Наступал вечер. В аллеях цветущих яблонь жужжали золотистые шмели и ласковый ветерок шелестел в ивах, нависших над извилистым ручьем, перекатывающимся по овальным камням, блистающим алмазно-кварцевыми вкраплениями. Издалека, из внутреннего парка пропел соловей. Лучи заходящего теплого солнца, просочившись сквозь листву притихших садов, рисовали на песочных дорожках вязь таинственных письмен – меняющихся с вращением планеты, но вечных в недвижимой Вселенной. В самом Дворце начинали давать ужин. – О, эта пища богов, – холуйски осклабился перед Георгием один из пробегавших по аллее слуг, знакомый ему еще со времён, когда они сушили в степях навозно-соломенные блоки.

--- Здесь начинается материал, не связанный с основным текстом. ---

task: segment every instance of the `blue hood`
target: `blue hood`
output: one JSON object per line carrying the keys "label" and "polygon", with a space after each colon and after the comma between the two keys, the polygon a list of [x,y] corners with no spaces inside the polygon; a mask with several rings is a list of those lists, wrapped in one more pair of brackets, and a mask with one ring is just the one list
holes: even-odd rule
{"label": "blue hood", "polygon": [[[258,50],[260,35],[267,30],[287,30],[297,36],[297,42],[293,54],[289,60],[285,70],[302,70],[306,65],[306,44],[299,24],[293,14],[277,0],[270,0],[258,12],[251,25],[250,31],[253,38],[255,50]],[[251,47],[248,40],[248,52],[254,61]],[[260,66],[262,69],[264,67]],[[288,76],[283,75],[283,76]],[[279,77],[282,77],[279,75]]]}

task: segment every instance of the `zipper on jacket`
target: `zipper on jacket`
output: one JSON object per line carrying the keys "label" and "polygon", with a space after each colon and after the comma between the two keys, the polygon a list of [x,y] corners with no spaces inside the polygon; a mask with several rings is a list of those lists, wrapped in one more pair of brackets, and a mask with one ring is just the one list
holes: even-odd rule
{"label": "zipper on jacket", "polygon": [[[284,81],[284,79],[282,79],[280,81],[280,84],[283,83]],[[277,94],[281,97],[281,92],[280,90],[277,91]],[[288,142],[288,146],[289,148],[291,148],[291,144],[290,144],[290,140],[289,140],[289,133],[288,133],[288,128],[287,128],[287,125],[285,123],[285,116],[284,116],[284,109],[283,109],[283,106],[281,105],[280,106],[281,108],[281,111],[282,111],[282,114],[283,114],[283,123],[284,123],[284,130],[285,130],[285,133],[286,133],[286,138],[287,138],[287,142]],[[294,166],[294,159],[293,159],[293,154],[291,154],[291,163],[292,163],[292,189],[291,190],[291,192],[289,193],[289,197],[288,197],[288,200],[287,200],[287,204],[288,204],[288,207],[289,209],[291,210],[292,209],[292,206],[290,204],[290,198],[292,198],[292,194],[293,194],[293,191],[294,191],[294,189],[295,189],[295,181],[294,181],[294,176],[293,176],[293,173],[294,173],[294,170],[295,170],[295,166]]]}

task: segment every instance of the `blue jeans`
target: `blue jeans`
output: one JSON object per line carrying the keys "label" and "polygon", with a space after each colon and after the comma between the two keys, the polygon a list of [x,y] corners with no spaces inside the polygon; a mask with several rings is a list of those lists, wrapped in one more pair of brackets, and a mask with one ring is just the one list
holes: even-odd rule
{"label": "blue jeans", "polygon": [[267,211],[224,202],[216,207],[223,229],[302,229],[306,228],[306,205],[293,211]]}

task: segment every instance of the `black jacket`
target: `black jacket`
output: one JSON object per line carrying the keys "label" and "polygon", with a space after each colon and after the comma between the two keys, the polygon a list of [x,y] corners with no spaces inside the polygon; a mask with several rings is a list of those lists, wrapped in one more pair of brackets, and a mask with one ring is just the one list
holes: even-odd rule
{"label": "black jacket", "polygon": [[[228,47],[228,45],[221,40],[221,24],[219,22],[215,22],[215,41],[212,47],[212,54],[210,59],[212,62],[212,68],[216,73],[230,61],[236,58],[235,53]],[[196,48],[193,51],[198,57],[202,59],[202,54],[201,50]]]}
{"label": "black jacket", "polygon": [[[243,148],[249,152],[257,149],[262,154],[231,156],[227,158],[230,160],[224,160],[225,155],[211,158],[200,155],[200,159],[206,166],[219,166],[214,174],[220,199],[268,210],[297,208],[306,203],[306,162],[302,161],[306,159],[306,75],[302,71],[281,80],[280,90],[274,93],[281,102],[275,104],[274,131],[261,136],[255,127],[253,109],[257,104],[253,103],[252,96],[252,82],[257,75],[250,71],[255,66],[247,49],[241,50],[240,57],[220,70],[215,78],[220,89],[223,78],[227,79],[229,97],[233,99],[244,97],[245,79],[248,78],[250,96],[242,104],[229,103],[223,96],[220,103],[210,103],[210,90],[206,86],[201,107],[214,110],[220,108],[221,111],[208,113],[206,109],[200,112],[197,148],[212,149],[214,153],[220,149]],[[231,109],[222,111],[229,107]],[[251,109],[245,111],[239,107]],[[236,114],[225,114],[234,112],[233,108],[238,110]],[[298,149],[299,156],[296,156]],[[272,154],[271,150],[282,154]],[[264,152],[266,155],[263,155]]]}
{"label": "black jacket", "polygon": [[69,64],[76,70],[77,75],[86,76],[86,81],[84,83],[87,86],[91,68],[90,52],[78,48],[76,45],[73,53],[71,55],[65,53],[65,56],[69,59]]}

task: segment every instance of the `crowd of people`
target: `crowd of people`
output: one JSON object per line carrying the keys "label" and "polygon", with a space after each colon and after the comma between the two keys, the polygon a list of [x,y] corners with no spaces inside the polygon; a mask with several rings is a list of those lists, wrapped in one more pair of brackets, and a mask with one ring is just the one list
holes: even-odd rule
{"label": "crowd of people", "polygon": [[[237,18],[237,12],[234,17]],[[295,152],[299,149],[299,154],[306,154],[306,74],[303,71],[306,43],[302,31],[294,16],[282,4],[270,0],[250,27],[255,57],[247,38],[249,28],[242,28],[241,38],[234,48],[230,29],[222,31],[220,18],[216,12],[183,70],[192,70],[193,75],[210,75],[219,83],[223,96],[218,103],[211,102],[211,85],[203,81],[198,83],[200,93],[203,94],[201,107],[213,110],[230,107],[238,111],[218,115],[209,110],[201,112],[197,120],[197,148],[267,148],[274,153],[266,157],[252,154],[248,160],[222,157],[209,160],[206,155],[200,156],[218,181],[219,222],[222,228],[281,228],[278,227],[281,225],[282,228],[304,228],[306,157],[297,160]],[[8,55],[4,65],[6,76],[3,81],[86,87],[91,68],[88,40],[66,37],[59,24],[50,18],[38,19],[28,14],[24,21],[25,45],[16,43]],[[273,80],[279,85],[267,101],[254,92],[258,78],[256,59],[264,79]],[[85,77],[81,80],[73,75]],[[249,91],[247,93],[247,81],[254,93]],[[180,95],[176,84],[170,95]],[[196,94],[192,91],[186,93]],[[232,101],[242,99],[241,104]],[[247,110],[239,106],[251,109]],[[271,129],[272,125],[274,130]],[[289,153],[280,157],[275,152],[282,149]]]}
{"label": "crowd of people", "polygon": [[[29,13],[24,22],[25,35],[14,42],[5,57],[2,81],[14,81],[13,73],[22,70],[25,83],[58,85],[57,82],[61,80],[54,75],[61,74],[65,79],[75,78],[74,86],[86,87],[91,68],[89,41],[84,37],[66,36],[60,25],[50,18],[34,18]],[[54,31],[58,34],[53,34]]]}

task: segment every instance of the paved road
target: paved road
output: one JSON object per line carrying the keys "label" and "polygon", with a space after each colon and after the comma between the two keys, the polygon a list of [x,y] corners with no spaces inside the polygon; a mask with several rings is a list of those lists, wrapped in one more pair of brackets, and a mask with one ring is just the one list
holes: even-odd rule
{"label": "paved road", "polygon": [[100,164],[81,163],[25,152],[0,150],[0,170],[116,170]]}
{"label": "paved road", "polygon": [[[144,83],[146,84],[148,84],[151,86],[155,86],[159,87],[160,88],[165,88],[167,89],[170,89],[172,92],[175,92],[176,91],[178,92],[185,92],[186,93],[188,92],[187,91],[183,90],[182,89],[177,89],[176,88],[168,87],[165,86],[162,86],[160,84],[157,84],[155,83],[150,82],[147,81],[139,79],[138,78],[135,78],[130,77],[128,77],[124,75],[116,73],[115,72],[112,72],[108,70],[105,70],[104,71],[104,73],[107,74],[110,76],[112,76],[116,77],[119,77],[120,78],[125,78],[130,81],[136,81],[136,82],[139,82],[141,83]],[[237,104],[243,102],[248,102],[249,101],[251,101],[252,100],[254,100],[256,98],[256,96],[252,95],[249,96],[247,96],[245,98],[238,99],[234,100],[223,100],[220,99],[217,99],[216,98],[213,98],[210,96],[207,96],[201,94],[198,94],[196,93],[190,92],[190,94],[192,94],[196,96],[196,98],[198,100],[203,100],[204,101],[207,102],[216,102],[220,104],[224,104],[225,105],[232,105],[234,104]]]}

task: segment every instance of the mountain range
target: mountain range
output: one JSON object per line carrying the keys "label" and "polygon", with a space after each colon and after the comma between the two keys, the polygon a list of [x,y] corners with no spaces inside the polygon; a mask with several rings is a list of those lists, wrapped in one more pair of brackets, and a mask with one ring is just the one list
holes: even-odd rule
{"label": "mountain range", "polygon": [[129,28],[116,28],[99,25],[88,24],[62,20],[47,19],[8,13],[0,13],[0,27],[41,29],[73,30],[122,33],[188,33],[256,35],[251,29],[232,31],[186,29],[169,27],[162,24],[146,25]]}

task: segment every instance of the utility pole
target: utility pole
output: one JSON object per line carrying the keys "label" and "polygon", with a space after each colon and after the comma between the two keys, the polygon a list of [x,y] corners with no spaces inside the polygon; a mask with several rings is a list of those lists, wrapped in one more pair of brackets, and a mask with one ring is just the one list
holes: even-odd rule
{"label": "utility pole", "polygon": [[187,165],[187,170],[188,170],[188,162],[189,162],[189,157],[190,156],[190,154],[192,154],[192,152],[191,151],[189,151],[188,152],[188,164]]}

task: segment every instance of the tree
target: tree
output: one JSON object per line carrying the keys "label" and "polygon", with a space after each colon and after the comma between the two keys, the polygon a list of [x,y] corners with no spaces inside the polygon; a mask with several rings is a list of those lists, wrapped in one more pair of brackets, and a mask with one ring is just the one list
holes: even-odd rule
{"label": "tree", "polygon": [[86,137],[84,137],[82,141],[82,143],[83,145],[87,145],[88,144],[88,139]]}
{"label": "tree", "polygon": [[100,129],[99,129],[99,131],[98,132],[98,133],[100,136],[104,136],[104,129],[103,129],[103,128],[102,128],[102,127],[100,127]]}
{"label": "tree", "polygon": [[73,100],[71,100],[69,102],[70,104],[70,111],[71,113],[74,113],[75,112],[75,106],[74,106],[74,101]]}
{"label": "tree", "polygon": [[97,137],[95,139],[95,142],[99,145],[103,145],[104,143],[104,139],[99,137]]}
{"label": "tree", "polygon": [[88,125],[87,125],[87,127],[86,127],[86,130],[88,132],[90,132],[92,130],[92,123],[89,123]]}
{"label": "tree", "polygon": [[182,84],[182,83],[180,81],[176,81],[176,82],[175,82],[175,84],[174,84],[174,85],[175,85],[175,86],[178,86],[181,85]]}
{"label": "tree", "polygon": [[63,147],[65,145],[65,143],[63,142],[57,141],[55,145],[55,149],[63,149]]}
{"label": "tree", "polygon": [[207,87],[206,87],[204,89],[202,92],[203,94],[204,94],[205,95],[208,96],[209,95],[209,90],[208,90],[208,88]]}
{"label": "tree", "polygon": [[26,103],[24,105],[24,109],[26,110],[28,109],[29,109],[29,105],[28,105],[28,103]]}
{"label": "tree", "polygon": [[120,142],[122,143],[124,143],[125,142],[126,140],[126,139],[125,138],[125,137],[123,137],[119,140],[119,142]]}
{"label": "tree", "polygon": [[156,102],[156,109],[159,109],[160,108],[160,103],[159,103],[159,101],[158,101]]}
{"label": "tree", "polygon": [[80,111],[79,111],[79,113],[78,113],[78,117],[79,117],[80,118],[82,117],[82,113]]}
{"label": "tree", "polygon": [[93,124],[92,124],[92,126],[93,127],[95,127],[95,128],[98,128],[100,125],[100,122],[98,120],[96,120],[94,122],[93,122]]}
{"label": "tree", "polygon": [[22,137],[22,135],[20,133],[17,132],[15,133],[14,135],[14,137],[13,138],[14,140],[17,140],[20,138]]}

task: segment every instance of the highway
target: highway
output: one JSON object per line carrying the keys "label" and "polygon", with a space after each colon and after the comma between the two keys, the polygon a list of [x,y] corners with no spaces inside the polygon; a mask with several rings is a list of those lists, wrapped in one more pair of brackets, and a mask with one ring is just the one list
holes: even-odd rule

Гигантские столы были накрыты в гигантских залах. Тут же негромко журчали фонтаны, и с невидимых эстрад струилась неземная музыка. Вечнозеленые деревья росли сквозь мраморные полы, и в кронах их порхали райские птицы. Одетые к вечернему часу, размером с десятиэтажный дом, Боги рассаживались по освещенным мягким светом залам. Столы ломились от яств, легкие закуски сменяли одна другую, камзольные слуги размахивали опахалами, отгоняя назойливых попугаев, и настало время подавать горячее.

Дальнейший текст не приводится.